LtCol Wes Greaves – Chaos
((Conference Room, Deck 1, USS Octavia E. Butler))
The sound of the phaser discharge faded, leaving the conference room in a taut, vibrating silence. Wes froze, listening. Beyond the closed doors to the bridge, muffled voices cut in and out. He crouched a half-step from the hatch, rifle loose across his forearms
like a tool he could call to life in an instant. Approaching from the side so as not to activate the motion sensors, the Marine keyed the padd next to the door to prevent automatic opening. With a few more taps, he also verified the doors were not sealed,
not locked. It meant the element of surprise was one thing he could control. The trick now was timing: a clean, deliberate entry would give him the best line on whoever was dangerous and the best chance to protect the captain without spraying the room blind.
He leaned a shoulder lightly against the bulkhead, reading the subtle change in vibration through the metal. It wasn’t random, short bursts, a stuttered roll, and then that deep, lingering hum. Warp startup. And an abort, quick and sloppy. He grimaced.

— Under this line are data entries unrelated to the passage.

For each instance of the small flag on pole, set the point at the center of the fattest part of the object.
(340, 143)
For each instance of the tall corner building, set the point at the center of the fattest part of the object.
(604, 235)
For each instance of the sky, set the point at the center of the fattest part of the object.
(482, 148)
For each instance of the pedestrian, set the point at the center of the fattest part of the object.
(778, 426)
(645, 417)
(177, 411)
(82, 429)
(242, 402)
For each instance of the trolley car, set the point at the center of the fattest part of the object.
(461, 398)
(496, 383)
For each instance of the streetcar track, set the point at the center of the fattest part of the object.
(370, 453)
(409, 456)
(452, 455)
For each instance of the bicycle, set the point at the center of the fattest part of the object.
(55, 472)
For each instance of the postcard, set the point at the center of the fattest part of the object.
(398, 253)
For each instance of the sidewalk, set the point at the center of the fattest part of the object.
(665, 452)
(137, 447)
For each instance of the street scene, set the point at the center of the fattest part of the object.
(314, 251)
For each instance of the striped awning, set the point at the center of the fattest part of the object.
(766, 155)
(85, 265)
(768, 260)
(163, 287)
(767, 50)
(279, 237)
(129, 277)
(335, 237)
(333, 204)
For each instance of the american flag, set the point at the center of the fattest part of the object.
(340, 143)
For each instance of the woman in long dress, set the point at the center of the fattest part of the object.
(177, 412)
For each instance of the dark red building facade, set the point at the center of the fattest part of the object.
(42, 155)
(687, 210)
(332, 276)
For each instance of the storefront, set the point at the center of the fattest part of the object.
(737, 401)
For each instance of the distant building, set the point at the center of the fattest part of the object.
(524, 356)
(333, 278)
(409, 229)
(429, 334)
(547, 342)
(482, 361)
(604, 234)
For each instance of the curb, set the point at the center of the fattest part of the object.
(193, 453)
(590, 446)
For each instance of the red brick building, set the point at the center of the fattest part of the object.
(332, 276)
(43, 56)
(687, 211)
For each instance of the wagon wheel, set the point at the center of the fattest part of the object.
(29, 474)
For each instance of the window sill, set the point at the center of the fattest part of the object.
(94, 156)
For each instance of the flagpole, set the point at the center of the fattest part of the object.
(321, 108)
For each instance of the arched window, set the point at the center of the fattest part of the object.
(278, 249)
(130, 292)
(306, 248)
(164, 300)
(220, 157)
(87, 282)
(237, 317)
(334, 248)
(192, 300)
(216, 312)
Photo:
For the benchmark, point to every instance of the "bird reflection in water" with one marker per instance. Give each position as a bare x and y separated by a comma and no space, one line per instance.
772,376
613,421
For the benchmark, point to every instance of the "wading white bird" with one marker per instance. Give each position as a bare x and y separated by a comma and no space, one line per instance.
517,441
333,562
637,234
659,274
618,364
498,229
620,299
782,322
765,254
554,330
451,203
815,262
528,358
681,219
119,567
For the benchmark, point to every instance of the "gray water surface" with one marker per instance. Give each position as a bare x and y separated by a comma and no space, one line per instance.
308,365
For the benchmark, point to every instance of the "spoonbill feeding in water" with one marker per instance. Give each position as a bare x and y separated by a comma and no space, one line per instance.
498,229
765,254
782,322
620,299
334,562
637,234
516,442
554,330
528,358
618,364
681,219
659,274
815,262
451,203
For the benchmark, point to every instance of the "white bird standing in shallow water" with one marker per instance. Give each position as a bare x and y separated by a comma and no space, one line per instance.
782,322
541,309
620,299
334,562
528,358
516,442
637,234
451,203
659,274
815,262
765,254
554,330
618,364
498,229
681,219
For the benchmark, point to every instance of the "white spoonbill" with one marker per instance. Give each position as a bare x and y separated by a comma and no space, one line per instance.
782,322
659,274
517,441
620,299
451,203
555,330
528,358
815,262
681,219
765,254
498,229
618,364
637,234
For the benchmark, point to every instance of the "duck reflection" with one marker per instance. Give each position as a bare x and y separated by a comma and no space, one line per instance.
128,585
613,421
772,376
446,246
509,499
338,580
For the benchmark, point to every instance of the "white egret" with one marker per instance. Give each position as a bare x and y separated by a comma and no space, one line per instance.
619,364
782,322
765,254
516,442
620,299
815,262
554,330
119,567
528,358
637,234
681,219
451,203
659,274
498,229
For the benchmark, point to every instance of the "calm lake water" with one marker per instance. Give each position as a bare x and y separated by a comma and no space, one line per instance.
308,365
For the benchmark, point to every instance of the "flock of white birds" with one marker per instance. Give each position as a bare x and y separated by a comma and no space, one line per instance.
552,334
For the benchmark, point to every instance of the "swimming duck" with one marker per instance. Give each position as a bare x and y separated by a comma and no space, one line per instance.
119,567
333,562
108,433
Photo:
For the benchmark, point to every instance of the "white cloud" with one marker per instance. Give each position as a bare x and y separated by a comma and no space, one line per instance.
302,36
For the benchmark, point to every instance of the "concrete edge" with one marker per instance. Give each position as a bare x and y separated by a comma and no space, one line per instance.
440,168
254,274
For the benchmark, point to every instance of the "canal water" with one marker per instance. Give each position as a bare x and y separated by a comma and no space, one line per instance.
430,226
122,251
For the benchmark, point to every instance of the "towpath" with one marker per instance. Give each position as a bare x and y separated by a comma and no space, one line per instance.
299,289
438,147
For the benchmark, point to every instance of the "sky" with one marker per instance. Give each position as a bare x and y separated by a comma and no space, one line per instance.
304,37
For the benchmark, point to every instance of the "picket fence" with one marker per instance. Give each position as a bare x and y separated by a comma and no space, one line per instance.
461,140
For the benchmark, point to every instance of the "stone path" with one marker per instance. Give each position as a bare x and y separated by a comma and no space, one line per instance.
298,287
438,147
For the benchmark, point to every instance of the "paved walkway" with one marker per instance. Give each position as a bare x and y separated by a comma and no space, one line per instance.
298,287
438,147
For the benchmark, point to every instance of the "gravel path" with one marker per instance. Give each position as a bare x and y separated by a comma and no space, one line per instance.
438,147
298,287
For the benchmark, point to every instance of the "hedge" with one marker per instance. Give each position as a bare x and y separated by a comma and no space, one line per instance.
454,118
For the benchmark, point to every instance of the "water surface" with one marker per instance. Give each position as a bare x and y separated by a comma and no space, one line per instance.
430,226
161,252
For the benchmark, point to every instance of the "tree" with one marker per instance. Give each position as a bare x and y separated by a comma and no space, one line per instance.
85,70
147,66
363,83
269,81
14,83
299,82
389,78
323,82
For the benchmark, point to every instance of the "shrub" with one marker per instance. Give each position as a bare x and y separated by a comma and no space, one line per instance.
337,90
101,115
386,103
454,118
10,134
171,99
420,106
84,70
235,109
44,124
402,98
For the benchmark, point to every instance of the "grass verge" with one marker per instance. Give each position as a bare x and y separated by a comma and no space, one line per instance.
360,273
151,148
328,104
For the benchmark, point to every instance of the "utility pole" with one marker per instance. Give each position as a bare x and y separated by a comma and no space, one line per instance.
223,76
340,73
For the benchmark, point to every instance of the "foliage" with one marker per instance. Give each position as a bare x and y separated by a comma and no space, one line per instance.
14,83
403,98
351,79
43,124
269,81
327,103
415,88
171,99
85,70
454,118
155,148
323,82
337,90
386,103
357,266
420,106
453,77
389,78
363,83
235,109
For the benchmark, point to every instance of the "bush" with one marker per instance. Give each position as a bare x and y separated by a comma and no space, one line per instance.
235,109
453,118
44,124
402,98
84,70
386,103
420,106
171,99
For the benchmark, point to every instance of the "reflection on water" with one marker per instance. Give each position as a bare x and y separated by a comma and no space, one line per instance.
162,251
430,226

Whoever
was on the bridge was trying to take the ship out of the system.
Then the deck pitched beneath him like someone yanked on a tether. The first shove lifted his feet from beneath him; the second slammed him back against the bulkhead. The rifle knocked against his shoulder, the sight skidding into the carpet and fraying a gouge
into the floor. For a half-second he simply reacted, feeling the ache begin in his arm and shoulder from the impact, but in another instant he was back on his feet approaching the door again.
He steadied himself with a hand against the bulkhead and counted the rhythm of his breathing, letting the familiar procedure calm his pulse. One last check of the rifle’s charge, then he keyed the manual override beside the door. The panels slid apart with
a sluggish hiss.
((Bridge, Deck 1, USS Octavia E. Butler))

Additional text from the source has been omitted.